A recent review article published in WIREs Nanomedicine and Nanobiotechnology by a group of researchers at Sun Yat-Sen University in China outlines the main obstacles in nanomedicine for the treatment of cancer and the possible solutions to these problems.
The authors start by describing what influences the ability of nanoparticle to penetrate tumors.
They break this down into two main categories: the tumor microenvironment and the properties of the nanoparticles.
The tumor microenvironment
Several characteristics of the local tumor environment complicate the nanoparticle’s ability to penetrate the tumor.
The cells in a tumor have blood vessels around them that are not well-organized like they are in healthy tissue. Ironically, this facilitates and hinders nanoparticle penetration.
These blood vessels are “leaky,” which allows the nanoparticles to accumulate near the tumor in the first place. However, this same leakiness causes insufficient drainage of fluid from the center of the tumor, which makes it more viscous and difficult for nanoparticles to diffuse to the core.
In addition, it creates something called interstitial fluid pressure at the periphery of the tumor, which causes a force outside blood vessels that pushes fluid sharply away.
Lastly, on its journey from blood vessels to tumor cells, a nanoparticle will also encounter a meshwork of flexible proteins called the extracellular matrix.
Its job is to provide structural support and facilitate communication between cells that add up to form tissue. The extracellular matrix represents a major physical barrier that lowers the effectiveness of nanomedicine.
The physical and chemical properties of nanoparticles
Many experiments in the field of nanomedicine have shown that certain characteristics of the nanoparticles themselves are crucial in determining their effectiveness as vehicles for drug delivery. The most important of these properties has proven to be size.
In general, it has been shown that the most appropriate size of a nanoparticle is between 20 and 50 nm.
Particles larger than that diffuse poorly toward the tumor, and very small particles are cleared away very quickly by the body’s excretory system and thus are not allowed the opportunity to make it to the target site.
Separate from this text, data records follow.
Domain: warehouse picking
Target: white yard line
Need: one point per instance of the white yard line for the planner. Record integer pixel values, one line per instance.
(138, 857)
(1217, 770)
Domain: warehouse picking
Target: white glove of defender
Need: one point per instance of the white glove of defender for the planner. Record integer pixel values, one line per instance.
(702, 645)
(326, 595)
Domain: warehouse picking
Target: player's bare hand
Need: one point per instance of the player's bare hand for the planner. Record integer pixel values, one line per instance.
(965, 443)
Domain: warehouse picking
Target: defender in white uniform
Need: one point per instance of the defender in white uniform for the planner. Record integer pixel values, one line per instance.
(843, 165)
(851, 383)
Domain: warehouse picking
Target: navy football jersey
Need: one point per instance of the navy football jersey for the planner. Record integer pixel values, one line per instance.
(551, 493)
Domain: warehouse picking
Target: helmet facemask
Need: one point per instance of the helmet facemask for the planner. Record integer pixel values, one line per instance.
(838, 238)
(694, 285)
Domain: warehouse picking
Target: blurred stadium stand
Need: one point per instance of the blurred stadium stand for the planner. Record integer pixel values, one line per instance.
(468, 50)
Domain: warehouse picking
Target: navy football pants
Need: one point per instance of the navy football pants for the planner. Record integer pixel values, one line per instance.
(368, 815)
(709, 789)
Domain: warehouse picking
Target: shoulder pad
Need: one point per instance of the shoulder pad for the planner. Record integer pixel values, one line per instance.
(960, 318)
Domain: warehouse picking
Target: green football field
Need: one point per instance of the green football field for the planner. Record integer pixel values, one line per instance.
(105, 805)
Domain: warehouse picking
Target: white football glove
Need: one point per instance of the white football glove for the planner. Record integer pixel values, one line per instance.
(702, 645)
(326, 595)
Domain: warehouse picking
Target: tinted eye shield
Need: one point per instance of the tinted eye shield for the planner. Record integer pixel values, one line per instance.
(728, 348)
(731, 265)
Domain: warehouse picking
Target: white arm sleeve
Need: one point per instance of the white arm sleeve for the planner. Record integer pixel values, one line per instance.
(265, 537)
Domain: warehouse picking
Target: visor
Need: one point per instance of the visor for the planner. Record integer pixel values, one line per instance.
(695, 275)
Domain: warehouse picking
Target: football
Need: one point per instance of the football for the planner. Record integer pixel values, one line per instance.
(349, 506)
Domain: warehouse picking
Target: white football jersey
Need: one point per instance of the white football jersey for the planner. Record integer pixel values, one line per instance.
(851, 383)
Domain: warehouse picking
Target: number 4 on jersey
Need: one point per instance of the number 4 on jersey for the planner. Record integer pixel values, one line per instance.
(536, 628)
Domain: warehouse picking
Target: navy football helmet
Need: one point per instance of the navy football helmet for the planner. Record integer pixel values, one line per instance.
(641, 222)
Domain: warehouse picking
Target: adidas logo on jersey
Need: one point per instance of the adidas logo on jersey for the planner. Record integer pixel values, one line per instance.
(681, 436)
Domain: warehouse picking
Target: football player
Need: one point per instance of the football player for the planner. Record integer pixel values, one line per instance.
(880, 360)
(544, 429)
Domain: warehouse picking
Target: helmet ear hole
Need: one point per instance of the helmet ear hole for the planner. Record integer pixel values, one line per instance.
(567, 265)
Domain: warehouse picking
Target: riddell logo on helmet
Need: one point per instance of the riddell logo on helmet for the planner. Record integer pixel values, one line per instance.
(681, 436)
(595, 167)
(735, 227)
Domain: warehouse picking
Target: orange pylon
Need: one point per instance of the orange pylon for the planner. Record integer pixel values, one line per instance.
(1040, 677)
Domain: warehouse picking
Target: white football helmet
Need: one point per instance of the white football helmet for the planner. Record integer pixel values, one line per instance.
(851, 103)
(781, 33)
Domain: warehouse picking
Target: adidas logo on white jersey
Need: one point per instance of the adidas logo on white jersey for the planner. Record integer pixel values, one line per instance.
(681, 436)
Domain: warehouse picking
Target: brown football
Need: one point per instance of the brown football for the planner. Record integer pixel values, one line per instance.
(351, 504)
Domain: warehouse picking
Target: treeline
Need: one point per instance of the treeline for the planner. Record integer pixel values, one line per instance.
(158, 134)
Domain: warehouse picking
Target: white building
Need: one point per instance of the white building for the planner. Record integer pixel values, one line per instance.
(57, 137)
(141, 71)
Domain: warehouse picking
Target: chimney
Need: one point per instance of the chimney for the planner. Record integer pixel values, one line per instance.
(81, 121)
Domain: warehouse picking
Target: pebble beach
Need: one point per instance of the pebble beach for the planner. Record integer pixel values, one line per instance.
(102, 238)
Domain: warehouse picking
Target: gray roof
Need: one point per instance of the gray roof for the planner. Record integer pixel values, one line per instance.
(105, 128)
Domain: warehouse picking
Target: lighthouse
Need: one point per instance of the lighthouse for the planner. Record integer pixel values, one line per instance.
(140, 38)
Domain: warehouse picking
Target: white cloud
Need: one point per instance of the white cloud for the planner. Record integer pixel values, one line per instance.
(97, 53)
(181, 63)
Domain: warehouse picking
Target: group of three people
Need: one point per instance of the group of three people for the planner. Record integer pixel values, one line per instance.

The shape and charge of the particles have also been studied to characterize their effect.
The results are somewhat mixed with regard to what properties are favorable and more research is needed to conclusively determine how they impact nanoparticle performance.
How can we improve tumor penetration?
The authors outline potential strategies to improve the penetration of nanoparticles in solid mass tumors.
The most promising approaches are based on exploiting natural biological stimuli, including enzymatic reactions and local pH levels, to control nanoparticle properties in the human body.
The idea is to synthesize nanoparticles with size-switching properties so that at an initial size they could be retained in the bloodstream for a longer period of time.
Once they reach the tumor, they could be broken down into smaller components that would demonstrate better penetration.
This could potentially be done by taking advantage of an enzyme that could cut some nanoparticles into smaller parts, or use the acidity around a tumor to induce that cutting.
In addition, the extracellular matrix could be broken down by attaching other enzymes to the nanoparticles before delivery.
Big challenges ahead
While the field holds great promise, there are a number of big challenges ahead. Competing considerations for blood retention and tumor penetration complicate the task of designing effective nanoparticles.
Until now, the delivery of nanoparticles has been based on passive diffusion, but more targeted and innovative strategies should be pursued when designing the particles.
Also, degrading the extracellular matrix may allow better penetration, but it may simultaneously free up mobile tumor cells which could spread around to other tissues.
Much work remains to be done, but one way or another, the future of medicine is likely to be at the nanoscale.
Written by Adriano Vissa, PhD
Reference: Zhang, Ya‐Ru, et al. “Strategies to improve tumor penetration of nanomedicines through nanoparticle design.” Wiley Interdisciplinary Reviews: Nanomedicine and Nanobiotechnology (2018): e1519.